Categorical Features

from sklearn.pipeline import Pipeline
from sklearn.preprocessing import OneHotEncoder, OrdinalEncoder, LabelEncoder
from sklearn.impute import SimpleImputer
 
# One-hot encode categorical features
categorical_pipe = Pipeline([
    ('imputer', SimpleImputer(strategy='most_frequent')),
    ('encoder', OneHotEncoder(handle_unknown='ignore', sparse_output=False))
])
TransformerWhat It DoesWhen to Use
OneHotEncoderCreates binary columns for each categoryNominal categories (no order)
OrdinalEncoderMaps categories to integersOrdinal categories (low/medium/high)
TargetEncoderEncodes using target variable statisticsHigh-cardinality features (scikit-learn 1.3+)

ColumnTransformer for Mixed Data Types

Real datasets have both numeric and categorical columns. ColumnTransformer applies different transformations to different column subsets in parallel:

from sklearn.compose import ColumnTransformer
from sklearn.pipeline import Pipeline
from sklearn.preprocessing import StandardScaler, OneHotEncoder
from sklearn.impute import SimpleImputer
from sklearn.linear_model import LogisticRegression
import pandas as pd
import numpy as np
 
# Sample data with mixed types
data = pd.DataFrame({
    'age': [25, 30, np.nan, 45, 50],
    'income': [40000, 55000, 60000, np.nan, 90000],
    'city': ['NYC', 'LA', 'NYC', 'Chicago', 'LA'],
    'education': ['BS', 'MS', 'PhD', 'BS', 'MS'],
    'purchased': [0, 1, 1, 0, 1]
})
 
X = data.drop('purchased', axis=1)
y = data['purchased']
 
# Define column groups
numeric_features = ['age', 'income']
categorical_features = ['city', 'education']
 
# Build sub-pipelines for each column type
numeric_transformer = Pipeline([
    ('imputer', SimpleImputer(strategy='median')),
    ('scaler', StandardScaler())
])
 
categorical_transformer = Pipeline([
    ('imputer', SimpleImputer(strategy='most_frequent')),
    ('encoder', OneHotEncoder(handle_unknown='ignore', sparse_output=False))
])
 
# Combine with ColumnTransformer
preprocessor = ColumnTransformer(
    transformers=[
        ('num', numeric_transformer, numeric_features),
        ('cat', categorical_transformer, categorical_features)
    ]
)
 
# Full pipeline: preprocessing + model
pipeline = Pipeline([
    ('preprocessor', preprocessor),
    ('classifier', LogisticRegression(max_iter=1000))
])
 
pipeline.fit(X, y)
print(f"Pipeline fitted successfully")
print(f"Predictions: {pipeline.predict(X)}")

Getting Feature Names After Transformation

After fitting a ColumnTransformer, you can retrieve the transformed feature names:

# After fitting the pipeline
pipeline.fit(X, y)
 
# Get feature names from the preprocessor step
feature_names = pipeline.named_steps['preprocessor'].get_feature_names_out()
print(f"Transformed features: {feature_names}")
# ['num__age', 'num__income', 'cat__city_Chicago', 'cat__city_LA',
#  'cat__city_NYC', 'cat__education_BS', 'cat__education_MS', 'cat__education_PhD']
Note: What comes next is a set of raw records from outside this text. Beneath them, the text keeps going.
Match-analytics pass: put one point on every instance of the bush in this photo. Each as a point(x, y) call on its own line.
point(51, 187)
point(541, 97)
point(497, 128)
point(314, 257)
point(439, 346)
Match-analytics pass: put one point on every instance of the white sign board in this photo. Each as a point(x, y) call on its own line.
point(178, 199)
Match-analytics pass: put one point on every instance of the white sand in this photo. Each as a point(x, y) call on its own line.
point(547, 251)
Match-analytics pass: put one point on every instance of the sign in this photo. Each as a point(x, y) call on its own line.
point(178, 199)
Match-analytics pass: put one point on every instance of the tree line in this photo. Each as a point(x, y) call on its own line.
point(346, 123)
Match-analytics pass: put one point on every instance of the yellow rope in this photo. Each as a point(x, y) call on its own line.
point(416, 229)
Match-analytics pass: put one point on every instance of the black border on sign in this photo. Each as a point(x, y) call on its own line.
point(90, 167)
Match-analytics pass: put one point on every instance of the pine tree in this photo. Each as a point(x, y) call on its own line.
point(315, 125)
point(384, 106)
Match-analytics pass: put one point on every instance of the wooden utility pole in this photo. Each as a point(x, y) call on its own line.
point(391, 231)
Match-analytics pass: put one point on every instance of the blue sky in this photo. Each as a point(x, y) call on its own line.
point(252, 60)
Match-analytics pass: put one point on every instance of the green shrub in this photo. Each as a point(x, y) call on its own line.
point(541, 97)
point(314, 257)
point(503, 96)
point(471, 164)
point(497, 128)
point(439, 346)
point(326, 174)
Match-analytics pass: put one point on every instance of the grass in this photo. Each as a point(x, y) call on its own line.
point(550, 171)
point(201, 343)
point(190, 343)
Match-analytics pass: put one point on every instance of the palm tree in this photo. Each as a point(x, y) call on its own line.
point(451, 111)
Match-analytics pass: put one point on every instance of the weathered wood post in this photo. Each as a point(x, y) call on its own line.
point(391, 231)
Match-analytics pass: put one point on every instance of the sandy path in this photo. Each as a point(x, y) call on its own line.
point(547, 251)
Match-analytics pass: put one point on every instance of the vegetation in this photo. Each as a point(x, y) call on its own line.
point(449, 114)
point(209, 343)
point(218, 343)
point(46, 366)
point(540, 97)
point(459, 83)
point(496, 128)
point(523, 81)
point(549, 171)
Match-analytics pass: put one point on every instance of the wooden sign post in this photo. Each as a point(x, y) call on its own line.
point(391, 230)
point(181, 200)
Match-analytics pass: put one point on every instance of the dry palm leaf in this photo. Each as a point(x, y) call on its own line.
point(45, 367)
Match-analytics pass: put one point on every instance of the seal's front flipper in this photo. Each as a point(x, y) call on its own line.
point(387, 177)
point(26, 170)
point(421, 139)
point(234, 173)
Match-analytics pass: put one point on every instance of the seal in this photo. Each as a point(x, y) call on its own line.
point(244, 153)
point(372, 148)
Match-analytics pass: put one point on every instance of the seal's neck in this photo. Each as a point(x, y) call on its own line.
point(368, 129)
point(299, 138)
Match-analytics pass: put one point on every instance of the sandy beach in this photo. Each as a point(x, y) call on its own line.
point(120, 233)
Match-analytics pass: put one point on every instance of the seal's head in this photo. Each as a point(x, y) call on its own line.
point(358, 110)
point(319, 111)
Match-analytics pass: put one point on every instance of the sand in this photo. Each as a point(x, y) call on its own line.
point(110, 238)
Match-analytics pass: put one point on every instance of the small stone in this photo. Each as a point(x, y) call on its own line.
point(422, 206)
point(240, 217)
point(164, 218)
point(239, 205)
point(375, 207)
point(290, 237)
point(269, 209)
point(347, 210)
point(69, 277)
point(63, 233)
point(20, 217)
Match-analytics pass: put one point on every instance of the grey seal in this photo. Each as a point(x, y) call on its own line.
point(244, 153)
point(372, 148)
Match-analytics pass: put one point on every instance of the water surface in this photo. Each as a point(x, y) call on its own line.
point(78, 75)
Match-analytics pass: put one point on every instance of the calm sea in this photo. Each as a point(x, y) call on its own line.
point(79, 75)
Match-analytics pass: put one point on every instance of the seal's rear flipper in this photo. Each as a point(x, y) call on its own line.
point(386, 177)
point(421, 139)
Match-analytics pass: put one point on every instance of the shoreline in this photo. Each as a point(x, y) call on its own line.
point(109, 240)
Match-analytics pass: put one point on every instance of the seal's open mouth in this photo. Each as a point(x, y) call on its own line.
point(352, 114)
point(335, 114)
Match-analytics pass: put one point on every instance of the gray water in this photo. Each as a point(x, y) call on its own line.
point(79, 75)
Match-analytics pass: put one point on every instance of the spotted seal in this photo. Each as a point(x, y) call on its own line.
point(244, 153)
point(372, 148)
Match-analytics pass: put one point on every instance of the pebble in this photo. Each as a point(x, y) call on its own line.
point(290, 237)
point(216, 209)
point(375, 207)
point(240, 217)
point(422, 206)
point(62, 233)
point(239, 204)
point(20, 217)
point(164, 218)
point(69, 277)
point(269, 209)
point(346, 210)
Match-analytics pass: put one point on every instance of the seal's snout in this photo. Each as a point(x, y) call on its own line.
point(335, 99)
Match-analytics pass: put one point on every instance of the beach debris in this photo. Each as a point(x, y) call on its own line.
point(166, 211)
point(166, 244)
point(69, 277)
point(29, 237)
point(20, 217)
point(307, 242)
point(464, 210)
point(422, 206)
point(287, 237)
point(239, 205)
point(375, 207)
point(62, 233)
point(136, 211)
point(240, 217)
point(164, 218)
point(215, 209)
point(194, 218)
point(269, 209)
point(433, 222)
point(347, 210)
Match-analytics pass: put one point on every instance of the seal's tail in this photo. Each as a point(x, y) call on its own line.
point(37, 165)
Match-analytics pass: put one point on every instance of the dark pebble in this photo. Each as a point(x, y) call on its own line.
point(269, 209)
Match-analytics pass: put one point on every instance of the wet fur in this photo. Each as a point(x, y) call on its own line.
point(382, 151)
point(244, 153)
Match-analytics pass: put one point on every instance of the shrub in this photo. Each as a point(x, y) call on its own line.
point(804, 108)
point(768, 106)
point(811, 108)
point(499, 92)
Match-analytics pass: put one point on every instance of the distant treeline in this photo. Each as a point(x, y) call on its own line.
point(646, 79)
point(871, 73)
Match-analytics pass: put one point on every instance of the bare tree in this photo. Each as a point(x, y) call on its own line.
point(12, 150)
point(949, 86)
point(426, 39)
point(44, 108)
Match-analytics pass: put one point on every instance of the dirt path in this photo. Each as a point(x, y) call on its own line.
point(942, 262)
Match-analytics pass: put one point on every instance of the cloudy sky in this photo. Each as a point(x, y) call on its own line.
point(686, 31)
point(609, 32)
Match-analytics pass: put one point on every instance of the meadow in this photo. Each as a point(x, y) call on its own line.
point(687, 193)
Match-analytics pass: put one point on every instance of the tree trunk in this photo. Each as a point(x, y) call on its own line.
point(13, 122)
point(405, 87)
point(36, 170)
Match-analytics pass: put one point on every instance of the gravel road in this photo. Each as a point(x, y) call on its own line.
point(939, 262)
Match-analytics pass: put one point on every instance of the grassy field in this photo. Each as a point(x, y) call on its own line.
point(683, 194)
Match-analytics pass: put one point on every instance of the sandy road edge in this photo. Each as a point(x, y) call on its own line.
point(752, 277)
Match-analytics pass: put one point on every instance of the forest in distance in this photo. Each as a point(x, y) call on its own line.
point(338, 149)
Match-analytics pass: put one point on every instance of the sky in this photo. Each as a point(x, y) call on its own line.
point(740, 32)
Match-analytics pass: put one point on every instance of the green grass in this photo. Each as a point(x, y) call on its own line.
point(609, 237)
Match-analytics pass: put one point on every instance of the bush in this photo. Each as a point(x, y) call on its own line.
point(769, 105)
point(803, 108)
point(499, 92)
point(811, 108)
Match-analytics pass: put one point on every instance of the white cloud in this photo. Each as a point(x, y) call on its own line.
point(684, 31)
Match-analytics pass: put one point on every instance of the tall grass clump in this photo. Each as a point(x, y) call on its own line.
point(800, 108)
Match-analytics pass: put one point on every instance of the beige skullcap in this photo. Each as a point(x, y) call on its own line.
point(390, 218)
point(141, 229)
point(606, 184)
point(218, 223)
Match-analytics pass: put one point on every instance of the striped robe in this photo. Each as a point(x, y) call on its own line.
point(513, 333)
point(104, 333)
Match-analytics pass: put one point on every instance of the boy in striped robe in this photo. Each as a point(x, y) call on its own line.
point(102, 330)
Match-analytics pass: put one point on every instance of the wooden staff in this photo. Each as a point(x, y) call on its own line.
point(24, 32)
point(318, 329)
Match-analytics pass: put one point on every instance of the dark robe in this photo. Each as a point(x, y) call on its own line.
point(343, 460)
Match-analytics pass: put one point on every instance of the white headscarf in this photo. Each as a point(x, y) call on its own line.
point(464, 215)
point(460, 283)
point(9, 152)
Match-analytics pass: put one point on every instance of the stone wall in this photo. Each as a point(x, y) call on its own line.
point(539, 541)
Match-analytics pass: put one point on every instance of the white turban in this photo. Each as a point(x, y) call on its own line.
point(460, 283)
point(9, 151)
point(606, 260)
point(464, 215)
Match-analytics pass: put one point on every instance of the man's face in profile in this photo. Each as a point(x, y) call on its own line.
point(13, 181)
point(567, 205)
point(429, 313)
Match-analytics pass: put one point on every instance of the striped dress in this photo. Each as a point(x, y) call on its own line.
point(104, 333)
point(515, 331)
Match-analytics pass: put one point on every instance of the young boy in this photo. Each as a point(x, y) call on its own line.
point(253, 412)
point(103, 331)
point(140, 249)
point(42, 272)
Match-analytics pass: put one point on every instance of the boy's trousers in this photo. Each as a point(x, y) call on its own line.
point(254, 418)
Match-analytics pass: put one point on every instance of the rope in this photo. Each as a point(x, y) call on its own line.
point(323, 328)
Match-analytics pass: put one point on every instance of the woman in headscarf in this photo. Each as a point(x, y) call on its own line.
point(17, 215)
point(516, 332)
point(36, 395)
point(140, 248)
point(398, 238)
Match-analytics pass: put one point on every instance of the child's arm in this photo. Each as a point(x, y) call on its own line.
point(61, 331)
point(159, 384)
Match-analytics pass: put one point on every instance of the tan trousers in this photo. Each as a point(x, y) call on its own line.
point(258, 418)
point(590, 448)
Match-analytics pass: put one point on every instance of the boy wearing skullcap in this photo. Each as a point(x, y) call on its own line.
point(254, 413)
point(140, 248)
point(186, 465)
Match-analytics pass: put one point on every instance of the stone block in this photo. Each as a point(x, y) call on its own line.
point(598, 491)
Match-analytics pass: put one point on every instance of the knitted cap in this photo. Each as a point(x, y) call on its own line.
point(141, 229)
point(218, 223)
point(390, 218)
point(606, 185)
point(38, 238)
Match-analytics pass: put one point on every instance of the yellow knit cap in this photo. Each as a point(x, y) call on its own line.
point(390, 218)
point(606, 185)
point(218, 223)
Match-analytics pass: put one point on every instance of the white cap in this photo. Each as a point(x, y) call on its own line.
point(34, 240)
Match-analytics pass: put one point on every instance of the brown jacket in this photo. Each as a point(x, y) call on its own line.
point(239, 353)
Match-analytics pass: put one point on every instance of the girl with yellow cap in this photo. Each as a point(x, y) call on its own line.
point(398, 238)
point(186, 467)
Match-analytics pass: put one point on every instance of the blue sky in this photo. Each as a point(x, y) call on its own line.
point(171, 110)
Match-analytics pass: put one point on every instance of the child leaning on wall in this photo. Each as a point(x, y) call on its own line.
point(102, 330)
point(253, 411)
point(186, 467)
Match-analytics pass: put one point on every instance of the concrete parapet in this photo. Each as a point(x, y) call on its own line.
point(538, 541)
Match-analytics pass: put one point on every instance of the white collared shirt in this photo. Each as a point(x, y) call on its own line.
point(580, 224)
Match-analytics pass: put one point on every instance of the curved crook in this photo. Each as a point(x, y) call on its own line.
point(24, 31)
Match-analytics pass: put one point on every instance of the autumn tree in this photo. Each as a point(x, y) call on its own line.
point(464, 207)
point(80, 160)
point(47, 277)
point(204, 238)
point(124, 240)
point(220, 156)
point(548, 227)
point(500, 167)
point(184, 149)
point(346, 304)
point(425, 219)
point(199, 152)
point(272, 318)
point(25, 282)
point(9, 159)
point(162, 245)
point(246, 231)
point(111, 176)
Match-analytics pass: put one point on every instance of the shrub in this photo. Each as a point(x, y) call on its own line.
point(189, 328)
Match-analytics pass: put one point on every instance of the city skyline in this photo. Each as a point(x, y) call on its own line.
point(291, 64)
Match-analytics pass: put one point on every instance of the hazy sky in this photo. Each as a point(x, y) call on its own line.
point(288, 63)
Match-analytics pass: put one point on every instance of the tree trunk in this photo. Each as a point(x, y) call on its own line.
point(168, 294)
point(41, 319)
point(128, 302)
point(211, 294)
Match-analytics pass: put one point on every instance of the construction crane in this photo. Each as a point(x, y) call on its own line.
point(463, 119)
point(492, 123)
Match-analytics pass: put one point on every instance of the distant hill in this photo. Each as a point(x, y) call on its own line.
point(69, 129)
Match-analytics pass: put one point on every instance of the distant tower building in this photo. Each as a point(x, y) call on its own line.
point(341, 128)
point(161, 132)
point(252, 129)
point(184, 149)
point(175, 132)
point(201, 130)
Handling Remainder Columns

By default, ColumnTransformer drops columns not specified in any transformer. Control this with the remainder parameter:

preprocessor = ColumnTransformer(
    transformers=[
        ('num', numeric_transformer, numeric_features),
        ('cat', categorical_transformer, categorical_features)
    ],
    remainder='passthrough'  # Keep unspecified columns as-is
    # remainder='drop'       # Default: drop unspecified columns
)

Pipeline with GridSearchCV

One of the most powerful features of sklearn pipelines is seamless integration with hyperparameter tuning. Use the stepname__parameter syntax to reference parameters inside pipeline steps:

from sklearn.pipeline import Pipeline
from sklearn.preprocessing import StandardScaler
from sklearn.decomposition import PCA
from sklearn.svm import SVC
from sklearn.model_selection import GridSearchCV, train_test_split
from sklearn.datasets import load_breast_cancer
 
# Load data
cancer = load_breast_cancer()
X_train, X_test, y_train, y_test = train_test_split(
    cancer.data, cancer.target, test_size=0.2, random_state=42, stratify=cancer.target
)
 
# Build pipeline
pipe = Pipeline([
    ('scaler', StandardScaler()),
    ('pca', PCA()),
    ('svc', SVC())
])
 
# Define parameter grid
# Use stepname__param syntax to access nested parameters
param_grid = {
    'pca__n_components': [5, 10, 15, 20],
    'svc__C': [0.1, 1, 10, 100],
    'svc__kernel': ['rbf', 'linear'],
    'svc__gamma': ['scale', 'auto']
}
 
# Run grid search
grid = GridSearchCV(
    pipe,
    param_grid,
    cv=5,
    scoring='accuracy',
    n_jobs=-1,
    verbose=1
)
 
grid.fit(X_train, y_train)
 
print(f"Best parameters: {grid.best_params_}")
print(f"Best CV score:   {grid.best_score_:.4f}")
print(f"Test score:      {grid.score(X_test, y_test):.4f}")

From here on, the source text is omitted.